Tan and Mo see earnings for the beer segment to continue to grow in 1QFY2025 following ongoing cost efficiencies and higher sales volumes from improving market conditions.

“We understand that the group maintained its number one market share in Vietnam while increasing its domestic market share in Thailand. Management also noted that raw material costs are expected to fall in 1HFY2025,” they write.

“Despite stiff competition, the group expects SG&A (or selling, general and administrative expenses) spending to stay muted given better efficient spending,” they add. “With better capital market conditions coupled with expected additional interest rate cuts, the group is currently evaluating options for the BeerCo IPO (initial public offering).”

BeerCo IPO

During its results call, ThaiBev said that it is continuing to have discussions with its partners and is still exploring an IPO of BeerCo. It added that it does not have a concrete timeline yet, noting, however, that current market conditions have turned favourable with the falling interest rates.

“Coupled with the recovery in its Vietnam beer business, we believe the likelihood of BeerCo IPO is much higher than before,” say Chee and Sim.

Non-alcoholic beverages and food

ThaiBev’s non-alcoholic beverages (NAB) and food segments, which saw growths in revenue and ebitda on a y-o-y basis, were in line with Tan and Mo’s expectations.

Management highlighted that it sees growth opportunities for F&N in Thailand and other Southeast Asian (SEA) markets by leveraging ThaiBev’s current route-to-market, note Chee and Sim. The consolidation of F&N is expected to register margin expansion and sales growth synergies including combined raw material procurement and research and development (R&D) efforts.

In a previous report dated Nov 12, DBS noted that the series of corporate actions in ThaiBev’s food and beverage (F&B) business could lead to a potential IPO of an “F&B Co” to unlock value, deleverage at the parent company level as well as improve strategic focus.

To this end, Chee and Sim believe that the company is seeing multiple positive signs for FY2025.

“With improved fundamentals in place, we are hopeful of potential value-unlocking corporate actions being finalised in the coming year,” they say.

Meanwhile, Tan and Mo have reduced their patmi estimates for FY2025 to FY2026 by 3% to 5% from lower margin assumptions.

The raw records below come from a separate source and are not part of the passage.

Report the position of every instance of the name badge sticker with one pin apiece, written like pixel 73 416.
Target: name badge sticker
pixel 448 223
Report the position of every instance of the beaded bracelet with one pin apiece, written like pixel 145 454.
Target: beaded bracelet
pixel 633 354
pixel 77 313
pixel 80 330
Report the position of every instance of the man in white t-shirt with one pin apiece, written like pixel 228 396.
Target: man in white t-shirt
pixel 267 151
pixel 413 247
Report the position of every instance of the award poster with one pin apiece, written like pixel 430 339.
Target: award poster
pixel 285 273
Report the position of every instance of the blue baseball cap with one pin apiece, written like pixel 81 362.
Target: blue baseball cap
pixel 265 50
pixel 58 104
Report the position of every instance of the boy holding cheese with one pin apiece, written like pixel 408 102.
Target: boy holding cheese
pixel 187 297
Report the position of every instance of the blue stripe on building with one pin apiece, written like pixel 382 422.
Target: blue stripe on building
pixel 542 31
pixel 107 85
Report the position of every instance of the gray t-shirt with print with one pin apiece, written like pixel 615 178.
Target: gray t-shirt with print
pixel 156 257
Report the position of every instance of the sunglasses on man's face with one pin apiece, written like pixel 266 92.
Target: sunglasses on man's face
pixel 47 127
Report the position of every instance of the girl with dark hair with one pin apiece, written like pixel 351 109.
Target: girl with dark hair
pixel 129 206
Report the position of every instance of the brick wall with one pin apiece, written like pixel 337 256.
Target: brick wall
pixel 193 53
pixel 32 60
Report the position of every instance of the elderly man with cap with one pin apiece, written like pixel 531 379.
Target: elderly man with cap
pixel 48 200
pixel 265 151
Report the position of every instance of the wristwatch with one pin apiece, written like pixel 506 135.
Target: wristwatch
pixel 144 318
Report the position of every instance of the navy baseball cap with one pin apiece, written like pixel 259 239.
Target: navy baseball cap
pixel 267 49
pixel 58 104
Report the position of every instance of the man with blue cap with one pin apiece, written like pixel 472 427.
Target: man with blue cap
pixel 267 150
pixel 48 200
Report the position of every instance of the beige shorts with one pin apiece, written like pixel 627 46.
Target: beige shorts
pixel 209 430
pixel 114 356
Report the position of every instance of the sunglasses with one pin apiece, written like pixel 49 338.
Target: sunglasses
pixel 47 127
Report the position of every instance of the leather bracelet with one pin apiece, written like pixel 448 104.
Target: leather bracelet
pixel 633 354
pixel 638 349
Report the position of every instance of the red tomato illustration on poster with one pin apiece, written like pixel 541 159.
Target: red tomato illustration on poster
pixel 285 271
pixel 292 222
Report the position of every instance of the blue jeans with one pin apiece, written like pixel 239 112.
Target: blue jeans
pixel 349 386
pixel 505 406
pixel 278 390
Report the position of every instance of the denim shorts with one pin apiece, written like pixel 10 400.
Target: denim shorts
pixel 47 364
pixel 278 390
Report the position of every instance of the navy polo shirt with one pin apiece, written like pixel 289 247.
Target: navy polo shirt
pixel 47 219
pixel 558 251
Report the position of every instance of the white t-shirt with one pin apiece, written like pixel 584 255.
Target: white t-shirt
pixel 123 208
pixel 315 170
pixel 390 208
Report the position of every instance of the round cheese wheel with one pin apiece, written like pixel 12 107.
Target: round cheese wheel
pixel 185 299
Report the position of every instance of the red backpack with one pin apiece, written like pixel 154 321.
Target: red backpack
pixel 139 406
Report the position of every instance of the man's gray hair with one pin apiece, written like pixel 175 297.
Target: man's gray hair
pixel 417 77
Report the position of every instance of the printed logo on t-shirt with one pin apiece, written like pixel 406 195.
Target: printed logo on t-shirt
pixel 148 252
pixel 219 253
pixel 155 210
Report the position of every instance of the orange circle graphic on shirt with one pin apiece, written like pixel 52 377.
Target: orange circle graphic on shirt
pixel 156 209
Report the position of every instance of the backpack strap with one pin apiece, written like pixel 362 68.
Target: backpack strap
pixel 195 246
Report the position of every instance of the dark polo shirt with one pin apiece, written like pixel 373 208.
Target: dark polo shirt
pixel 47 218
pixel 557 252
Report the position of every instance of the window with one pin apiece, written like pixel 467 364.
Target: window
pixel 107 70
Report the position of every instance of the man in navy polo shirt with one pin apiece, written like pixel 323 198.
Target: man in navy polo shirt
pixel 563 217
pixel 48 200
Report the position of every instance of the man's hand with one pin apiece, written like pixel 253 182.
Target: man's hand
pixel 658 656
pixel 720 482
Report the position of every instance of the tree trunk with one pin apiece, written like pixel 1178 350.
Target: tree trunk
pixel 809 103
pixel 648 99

The UOB Kay Hian analysts’ new FY2025 to FY2027 patmi estimates are THB29.25 billion (from THB30.17 billion), THB31.56 billion (from THB33.16 billion) and THB33.44 billion (newly introduced) respectively.

“In our view, we still reckon that ThaiBev remains attractively priced at -1.5 standard deviations (s.d.) to its long-term average mean P/E, backed by a decent 5.1% FY2025 dividend yield,” they write. “However, we recommend investors to take profit on any run-up in share price performance close to our target price. The potential BeerCo IPO remains a strong catalyst for the stock.”

DBS’s target price is pegged to 16 times its FY2025 P/E or -0.5 s.d. of its 10-year average.

As at 11.31am, shares in ThaiBev are trading 1 cent higher or 1.94% up at 52.5 cents.